Switchgear partial discharge trending. Gas-insulated switchgear (GIS) in substations can develop partial discharge activity that progresses slowly before causing catastrophic failure. Our team implemented an anomaly detection pipeline using autoencoders trained on UHF sensor data from healthy GIS compartments. The system flags deviations from normal discharge patterns months before they would reach conventional alarm thresholds, enabling planned maintenance during low-demand periods.
The Data Challenge
The most common barrier to deploying ML in power system maintenance is not algorithmic complexity. It is data quality. Many Saudi substations have SCADA systems that log data at 1-minute intervals or slower, which is sufficient for operational monitoring but marginal for training predictive models. Sensor calibration drift, missing records during communication outages, and inconsistent labeling of maintenance events all degrade model performance.
Our experience suggests that the single most impactful investment a utility can make is not a better algorithm but a better data pipeline. Standardizing sensor types, enforcing consistent event logging, and establishing a centralized historian with automated quality checks will do more for predictive maintenance than any amount of neural architecture search.
That said, recent advances in transfer learning offer a partial solution. Models pre-trained on large datasets from well-instrumented grids in Europe or East Asia can be fine-tuned on smaller Saudi datasets, achieving reasonable performance with as few as 200 labeled failure events. We have demonstrated this approach for transformer fault classification, reducing the data requirement by roughly 70% compared to training from scratch.
Deployment Realities
A model that performs well in a Jupyter notebook is not a predictive maintenance system. Deployment requires integration with the utility's asset management platform, clear escalation protocols for predicted faults, and buy-in from field engineers who understandably trust their own experience over a black-box algorithm.

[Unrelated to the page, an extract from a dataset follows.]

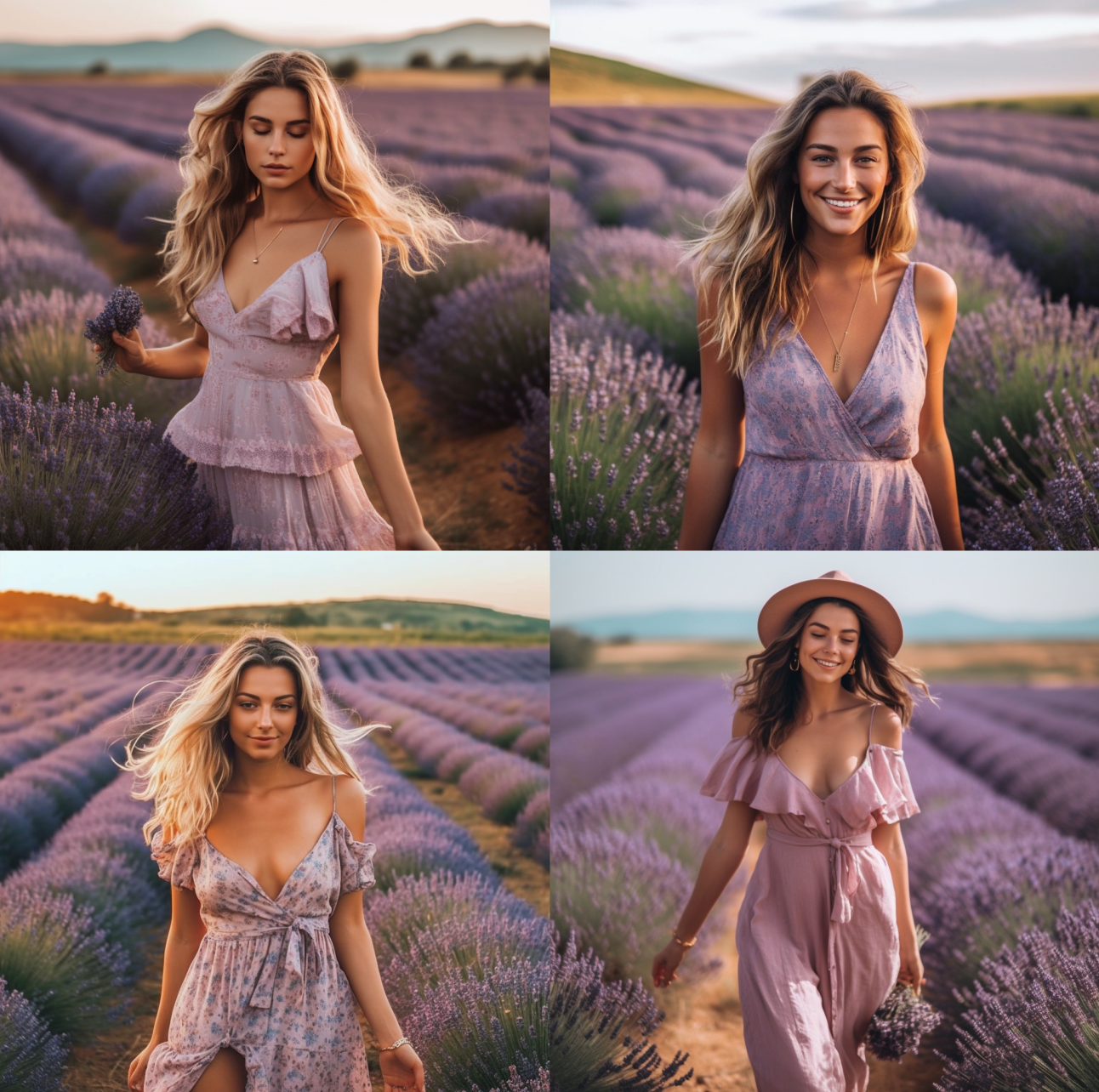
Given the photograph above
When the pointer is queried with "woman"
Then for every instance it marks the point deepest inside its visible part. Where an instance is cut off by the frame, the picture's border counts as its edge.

We have found that explainability is not optional. Field teams will ignore predictions they cannot understand. Techniques like SHAP values, which decompose a prediction into the contribution of each input feature, transform a model's output from an opaque risk score into a narrative: "This transformer's predicted failure risk increased because loading exceeded 85% for 14 consecutive days while ambient temperature averaged 44 degrees." That is a statement a maintenance engineer can act on.
Looking Ahead
Saudi Arabia's grid is expanding rapidly, with gigawatts of solar and wind capacity coming online each year. Every new substation, every new transmission corridor, is an opportunity to deploy sensors and data infrastructure that enable predictive maintenance from day one rather than retrofitting it later. The economics are compelling: a single avoided transformer failure can save millions of riyals in emergency replacement costs and lost revenue, easily justifying the sensor and software investment.
At KAU, we are working to make these tools accessible to Saudi utilities through open-source toolkits and training programs. The technology is mature enough for deployment. The remaining challenge is organizational, building the data culture and cross-functional teams that turn algorithms into operational practice.